Policymakers are beginning to follow. The U.S. Center for AI Standards and Innovation has signed agreements with Google DeepMind, Microsoft and xAI to support pre-deployment evaluations and related research, building on earlier work with OpenAI and Anthropic. Its mandate covers cybersecurity, biosecurity and chemical weapons risks. Much of the recent attention has focused on cyber-capable models, including Anthropic’s Mythos. Models that can assist in dangerous biological work should face comparable scrutiny before release.
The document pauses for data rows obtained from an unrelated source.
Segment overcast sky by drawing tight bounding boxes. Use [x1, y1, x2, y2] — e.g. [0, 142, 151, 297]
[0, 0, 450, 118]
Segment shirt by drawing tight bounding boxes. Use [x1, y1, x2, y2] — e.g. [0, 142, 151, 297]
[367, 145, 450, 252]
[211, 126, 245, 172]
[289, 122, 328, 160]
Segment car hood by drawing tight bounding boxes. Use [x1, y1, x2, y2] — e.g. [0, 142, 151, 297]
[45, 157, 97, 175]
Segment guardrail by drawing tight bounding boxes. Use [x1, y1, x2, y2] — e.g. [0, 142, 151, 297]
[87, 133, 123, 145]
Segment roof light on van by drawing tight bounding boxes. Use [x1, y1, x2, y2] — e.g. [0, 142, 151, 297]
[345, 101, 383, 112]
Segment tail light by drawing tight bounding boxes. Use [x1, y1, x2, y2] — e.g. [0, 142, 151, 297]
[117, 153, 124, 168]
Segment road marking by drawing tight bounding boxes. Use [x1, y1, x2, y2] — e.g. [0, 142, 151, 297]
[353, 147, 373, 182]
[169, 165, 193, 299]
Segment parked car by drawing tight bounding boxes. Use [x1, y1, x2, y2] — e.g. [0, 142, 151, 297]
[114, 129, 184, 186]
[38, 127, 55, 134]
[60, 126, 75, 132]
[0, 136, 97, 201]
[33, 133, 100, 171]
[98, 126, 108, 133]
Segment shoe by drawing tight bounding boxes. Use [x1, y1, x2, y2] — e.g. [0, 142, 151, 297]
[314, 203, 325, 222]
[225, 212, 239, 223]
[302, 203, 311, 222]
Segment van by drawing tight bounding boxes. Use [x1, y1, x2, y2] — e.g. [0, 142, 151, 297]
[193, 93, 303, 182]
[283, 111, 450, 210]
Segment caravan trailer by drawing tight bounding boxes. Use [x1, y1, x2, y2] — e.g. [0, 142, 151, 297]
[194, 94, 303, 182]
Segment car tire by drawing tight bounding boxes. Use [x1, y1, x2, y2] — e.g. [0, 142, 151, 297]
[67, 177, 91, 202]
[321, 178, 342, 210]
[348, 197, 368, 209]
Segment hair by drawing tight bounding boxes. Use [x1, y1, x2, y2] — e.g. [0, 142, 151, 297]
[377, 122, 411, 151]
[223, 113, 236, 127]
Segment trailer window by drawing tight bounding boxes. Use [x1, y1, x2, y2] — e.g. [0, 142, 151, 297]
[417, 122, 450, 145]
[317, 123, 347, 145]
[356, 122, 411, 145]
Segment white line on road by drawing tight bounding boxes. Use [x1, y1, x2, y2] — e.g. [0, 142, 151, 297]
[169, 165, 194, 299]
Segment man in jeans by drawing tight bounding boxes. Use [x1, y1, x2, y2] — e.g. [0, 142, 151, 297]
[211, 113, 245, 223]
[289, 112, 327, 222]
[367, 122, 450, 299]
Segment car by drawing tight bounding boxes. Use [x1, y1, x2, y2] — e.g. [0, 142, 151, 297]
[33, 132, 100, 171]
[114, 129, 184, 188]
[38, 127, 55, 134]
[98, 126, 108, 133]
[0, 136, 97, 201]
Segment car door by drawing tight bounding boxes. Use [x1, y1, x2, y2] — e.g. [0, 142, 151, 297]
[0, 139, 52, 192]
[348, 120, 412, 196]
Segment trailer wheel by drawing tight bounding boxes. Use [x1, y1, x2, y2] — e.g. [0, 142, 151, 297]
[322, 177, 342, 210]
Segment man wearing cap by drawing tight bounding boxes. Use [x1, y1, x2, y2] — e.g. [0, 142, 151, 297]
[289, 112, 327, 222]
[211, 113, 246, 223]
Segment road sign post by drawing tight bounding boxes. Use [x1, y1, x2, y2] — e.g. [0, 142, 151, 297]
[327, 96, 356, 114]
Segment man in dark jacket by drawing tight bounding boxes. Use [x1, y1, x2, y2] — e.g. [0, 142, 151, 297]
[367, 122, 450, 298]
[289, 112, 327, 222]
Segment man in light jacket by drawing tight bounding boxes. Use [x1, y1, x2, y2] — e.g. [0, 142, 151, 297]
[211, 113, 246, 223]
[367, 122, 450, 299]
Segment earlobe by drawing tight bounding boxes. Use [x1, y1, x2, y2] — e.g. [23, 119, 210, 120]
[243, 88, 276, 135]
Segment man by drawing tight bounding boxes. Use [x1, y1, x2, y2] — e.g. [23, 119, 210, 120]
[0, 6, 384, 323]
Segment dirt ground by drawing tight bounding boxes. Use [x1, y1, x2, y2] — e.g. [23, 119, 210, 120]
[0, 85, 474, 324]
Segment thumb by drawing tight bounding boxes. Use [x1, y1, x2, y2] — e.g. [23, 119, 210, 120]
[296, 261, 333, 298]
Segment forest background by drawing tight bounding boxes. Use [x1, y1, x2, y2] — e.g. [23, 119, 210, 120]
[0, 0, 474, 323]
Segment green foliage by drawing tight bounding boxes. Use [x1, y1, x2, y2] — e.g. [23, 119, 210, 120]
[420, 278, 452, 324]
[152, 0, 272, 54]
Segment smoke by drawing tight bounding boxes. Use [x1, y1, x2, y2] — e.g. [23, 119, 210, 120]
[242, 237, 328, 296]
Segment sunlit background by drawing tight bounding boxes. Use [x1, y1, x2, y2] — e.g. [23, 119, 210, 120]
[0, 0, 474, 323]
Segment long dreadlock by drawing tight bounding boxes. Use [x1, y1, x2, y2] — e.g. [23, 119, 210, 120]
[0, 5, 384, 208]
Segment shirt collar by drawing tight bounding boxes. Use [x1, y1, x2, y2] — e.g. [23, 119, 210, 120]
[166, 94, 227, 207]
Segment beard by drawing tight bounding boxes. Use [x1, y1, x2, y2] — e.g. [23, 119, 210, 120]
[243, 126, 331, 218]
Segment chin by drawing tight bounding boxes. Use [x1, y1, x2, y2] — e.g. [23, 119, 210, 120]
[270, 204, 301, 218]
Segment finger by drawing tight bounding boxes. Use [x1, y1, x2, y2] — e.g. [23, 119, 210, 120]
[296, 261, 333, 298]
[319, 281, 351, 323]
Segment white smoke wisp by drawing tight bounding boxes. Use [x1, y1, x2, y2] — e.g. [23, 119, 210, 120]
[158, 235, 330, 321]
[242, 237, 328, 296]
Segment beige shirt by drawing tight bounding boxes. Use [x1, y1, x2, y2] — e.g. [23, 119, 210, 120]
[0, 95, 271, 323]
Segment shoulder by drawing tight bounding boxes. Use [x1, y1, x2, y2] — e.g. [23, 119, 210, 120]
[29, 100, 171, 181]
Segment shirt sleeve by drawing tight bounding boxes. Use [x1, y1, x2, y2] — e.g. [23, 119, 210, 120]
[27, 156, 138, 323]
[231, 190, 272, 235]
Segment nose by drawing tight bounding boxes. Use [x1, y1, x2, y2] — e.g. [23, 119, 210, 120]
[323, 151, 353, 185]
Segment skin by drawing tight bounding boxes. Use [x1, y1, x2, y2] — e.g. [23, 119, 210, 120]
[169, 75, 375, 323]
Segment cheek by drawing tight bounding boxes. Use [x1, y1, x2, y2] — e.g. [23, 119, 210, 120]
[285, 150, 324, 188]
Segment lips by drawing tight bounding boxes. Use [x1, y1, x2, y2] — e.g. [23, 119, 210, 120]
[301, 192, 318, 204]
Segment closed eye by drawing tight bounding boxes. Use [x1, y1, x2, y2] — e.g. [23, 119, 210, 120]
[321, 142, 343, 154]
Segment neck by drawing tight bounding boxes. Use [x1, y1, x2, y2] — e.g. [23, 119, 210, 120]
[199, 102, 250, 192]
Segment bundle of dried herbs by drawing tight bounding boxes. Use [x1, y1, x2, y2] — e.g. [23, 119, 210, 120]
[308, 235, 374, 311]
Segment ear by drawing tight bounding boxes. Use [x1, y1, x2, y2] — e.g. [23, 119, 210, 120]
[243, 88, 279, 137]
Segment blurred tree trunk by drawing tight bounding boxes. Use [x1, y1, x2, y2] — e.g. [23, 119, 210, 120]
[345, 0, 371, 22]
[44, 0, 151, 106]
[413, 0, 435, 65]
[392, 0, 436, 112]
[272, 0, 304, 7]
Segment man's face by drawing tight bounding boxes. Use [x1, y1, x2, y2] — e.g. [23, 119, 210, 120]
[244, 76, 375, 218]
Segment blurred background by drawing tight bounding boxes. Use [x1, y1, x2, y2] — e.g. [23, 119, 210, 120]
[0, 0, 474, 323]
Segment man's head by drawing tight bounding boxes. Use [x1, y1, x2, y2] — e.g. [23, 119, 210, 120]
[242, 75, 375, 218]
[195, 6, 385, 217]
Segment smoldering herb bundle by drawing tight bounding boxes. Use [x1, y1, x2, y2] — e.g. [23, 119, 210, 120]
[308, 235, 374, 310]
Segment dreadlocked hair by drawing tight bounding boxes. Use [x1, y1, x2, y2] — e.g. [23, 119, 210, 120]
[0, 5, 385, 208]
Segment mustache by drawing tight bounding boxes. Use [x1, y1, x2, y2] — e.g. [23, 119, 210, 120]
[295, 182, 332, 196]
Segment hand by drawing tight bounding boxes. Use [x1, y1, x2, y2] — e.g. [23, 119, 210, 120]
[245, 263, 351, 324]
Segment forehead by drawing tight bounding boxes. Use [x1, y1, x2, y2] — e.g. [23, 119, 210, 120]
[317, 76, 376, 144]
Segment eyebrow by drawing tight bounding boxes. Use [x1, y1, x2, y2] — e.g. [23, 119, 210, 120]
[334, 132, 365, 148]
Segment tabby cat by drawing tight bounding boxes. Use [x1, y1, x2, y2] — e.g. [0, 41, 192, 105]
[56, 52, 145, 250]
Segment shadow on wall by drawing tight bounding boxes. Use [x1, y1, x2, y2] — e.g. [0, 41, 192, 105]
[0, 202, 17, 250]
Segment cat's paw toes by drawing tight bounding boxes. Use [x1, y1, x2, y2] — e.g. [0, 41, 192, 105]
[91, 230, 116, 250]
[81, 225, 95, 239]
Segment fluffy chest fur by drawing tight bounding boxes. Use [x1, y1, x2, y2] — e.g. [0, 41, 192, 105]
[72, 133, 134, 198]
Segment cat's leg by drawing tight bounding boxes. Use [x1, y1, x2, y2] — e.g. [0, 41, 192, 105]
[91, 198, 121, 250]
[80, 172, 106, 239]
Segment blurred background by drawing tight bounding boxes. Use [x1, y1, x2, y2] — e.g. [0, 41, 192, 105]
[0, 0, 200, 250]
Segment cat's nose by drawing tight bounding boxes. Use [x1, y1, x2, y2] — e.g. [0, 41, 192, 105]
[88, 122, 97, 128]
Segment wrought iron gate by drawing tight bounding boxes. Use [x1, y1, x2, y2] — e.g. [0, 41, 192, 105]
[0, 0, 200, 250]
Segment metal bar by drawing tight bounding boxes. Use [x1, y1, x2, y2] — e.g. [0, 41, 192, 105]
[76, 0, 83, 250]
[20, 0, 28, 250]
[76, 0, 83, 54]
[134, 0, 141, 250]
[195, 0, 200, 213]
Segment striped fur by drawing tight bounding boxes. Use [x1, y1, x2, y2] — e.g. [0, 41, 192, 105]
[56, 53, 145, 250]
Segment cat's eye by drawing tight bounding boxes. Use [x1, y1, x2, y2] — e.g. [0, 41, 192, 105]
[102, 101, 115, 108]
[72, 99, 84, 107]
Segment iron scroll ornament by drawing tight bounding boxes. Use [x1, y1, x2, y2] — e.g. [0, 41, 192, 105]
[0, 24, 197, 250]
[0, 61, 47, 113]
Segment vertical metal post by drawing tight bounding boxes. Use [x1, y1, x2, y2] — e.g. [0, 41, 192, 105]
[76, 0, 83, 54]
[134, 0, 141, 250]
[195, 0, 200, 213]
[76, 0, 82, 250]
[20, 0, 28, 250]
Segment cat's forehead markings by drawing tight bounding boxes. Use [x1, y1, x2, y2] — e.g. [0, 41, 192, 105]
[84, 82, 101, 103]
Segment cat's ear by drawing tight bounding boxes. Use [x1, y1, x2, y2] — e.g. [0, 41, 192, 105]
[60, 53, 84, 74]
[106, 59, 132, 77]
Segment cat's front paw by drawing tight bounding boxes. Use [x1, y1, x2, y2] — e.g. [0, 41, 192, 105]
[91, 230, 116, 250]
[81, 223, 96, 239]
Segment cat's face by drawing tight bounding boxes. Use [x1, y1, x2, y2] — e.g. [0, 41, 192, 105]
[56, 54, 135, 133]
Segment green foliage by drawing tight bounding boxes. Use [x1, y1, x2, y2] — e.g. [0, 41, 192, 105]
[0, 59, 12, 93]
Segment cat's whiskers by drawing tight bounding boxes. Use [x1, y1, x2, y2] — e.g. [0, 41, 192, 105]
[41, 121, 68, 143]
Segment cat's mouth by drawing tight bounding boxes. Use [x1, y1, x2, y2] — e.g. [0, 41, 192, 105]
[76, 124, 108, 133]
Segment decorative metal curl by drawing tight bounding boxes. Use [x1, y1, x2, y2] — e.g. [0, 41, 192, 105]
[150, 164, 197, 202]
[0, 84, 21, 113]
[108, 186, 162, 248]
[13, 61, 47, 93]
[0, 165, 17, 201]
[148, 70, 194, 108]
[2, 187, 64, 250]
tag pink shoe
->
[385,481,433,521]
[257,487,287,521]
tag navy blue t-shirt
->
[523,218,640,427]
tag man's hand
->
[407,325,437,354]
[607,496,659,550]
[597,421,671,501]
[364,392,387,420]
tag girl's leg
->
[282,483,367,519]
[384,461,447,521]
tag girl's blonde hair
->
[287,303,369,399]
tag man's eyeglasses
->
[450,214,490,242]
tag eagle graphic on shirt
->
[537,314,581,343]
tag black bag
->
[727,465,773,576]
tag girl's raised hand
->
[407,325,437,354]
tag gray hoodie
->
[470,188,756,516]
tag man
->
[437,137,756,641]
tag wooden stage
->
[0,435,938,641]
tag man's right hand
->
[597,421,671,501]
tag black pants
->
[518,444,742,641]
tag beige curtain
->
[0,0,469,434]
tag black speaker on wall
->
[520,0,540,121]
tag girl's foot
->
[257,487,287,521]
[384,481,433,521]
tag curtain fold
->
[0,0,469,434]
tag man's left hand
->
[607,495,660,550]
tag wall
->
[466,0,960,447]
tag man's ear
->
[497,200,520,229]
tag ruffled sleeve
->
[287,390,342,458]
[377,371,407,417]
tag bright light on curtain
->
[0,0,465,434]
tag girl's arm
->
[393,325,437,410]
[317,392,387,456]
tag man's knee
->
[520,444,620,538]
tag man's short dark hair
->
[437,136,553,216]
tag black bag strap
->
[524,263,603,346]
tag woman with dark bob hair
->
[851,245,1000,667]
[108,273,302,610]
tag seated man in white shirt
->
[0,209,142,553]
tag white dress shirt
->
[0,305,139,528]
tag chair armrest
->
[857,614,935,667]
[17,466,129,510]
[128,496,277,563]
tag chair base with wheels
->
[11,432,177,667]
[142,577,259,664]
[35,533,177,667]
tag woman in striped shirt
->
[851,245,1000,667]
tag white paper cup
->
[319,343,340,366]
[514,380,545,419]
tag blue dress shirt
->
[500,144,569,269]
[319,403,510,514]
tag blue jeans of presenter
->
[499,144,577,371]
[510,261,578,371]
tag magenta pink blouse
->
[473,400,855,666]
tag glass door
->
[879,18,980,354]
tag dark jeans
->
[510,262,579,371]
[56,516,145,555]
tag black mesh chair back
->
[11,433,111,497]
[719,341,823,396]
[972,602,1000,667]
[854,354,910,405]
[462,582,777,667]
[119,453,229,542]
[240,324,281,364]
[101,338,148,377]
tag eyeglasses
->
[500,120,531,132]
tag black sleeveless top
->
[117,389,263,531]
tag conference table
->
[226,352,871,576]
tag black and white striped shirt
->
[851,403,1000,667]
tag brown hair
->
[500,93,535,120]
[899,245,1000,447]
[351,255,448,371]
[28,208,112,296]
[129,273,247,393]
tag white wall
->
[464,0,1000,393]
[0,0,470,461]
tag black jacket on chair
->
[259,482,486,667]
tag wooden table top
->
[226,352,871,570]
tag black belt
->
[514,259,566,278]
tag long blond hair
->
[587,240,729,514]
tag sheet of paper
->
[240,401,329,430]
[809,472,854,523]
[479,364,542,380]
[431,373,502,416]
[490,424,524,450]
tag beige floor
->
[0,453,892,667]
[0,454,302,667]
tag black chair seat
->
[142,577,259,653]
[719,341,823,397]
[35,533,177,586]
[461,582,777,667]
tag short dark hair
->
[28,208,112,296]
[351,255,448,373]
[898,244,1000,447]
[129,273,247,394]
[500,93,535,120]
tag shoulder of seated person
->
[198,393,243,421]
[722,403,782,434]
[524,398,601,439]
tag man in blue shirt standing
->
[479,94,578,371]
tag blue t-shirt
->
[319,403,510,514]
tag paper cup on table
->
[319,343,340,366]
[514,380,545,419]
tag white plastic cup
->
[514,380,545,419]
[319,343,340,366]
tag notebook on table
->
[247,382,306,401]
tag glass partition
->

However, unilateral action by the U.S. will be ineffective without international participation, especially from China, whose AI sector is expanding rapidly and whose models are increasingly accessible globally. Safeguards applied consistently across markets provide dual benefit: fair competition and global risk reduction.

Forthcoming exchanges between the U.S. and China on AI present an opportunity to elevate both issues. The leaders should commit to mandatory DNA synthesis screening and direct their governments to jointly advance AIxBio safeguards, building on existing Track II Biosecurity Dialogue discussions.

The U.S. and China will continue to compete in AI and biotechnology. The opportunity is to ensure that competition continues to reward responsible innovation and scientific leadership. Parallel commitments would help prevent a race to the bottom on biosecurity and keep competition focused on scientific progress and industrial leadership—not on which side is prepared to accept greater biological risk.

This is not idealism. It is clear economic and national security necessity: support innovation while reducing deliberate misuse or risk losing control of advancing technologies.

Christine Wormuth, former U.S. secretary of the army, is president and CEO of the Nuclear Threat Initiative—a nonprofit, nonpartisan global security organization focused on reducing nuclear, biological and emerging technology threats imperiling humanity. Emily Leproust is CEO of Twist Bioscience, a U.S.-based synthetic biology company.

The views expressed in this article are the writers’ own.